B-1/B-2 or ESTA visit to the United States: Not right to work in the United States. Civil and Criminal Consequences to US employers/sponsors.
B-1/B-2 or entry under ESTA to the United States only authorize temporary visit to the United States for very limited purposes. A U.S. employer trying to hire or contract a foreign worker without the proper U.S. work visa can be subject to civil and criminal penalties if the U.S. government decides to investigate the company, and this situation can happen in different unexpected ways, i.e. foreigner is placed in secondary inspection and questioned by U.S. immigration officers in a trip.
Employer civil penalties can be as high as paying millions of U.S. dollars, take for example the Indian based technology company, Infosys Technologies Limited, Inc. that was subject to civil fraud investigation by the U.S. government for using the B-1 visa classification, a tourist visa, to bring foreigners to work in the U.S. and ended up settling fraud allegations with a payment of $34 million.
Employment is defined by US Homeland Security as “any service or labor performed by an employee for an employer within the United States… but not including casual domestic employment or duties performed by non-immigrant crewmen (D-1 or D-2).”
In general, US paid or non-paid work, working from home or from a hotel without the proper U.S. work visa or authorization could subject the U.S. company to civil and criminal liability. The general rule is to determine whether the work is a true volunteer job or is in reality displacing U.S. workers from potential jobs and thus, cutting Americans’ wages under a volunteer camouflage.

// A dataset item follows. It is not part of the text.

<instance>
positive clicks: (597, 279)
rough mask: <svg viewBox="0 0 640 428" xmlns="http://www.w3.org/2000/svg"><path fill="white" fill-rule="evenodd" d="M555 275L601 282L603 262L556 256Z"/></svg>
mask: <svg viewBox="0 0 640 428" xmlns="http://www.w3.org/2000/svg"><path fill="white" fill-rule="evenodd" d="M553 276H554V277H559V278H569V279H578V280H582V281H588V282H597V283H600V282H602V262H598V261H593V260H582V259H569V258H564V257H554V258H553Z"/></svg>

If a foreign worker needs to work in the United States, the U.S. employer should apply, well in advance, for a work visa, in many circumstances at least 6 months in advance to the assignment. There are several types of U.S. work visas depending on the employment/employee circumstances; for instance, the H-1B visa classification that is designed for foreigners who hold a university degree and is issued by the USCIS with a cap of a maximum number of 65,000 per year. These 65,000 are only for principal applicants; however, families can apply can apply as dependents for H-4 status. Dependents are legal spouses and children under 21 years of age.
It is thus advisable that H-1B foreign applicants and employers start preparing now for next year’s H-1B filing. When in doubt, it is advisable to consult with an immigration experienced legal counsel to ensure U.S. legal compliance and to avoid potential civil/criminal liability.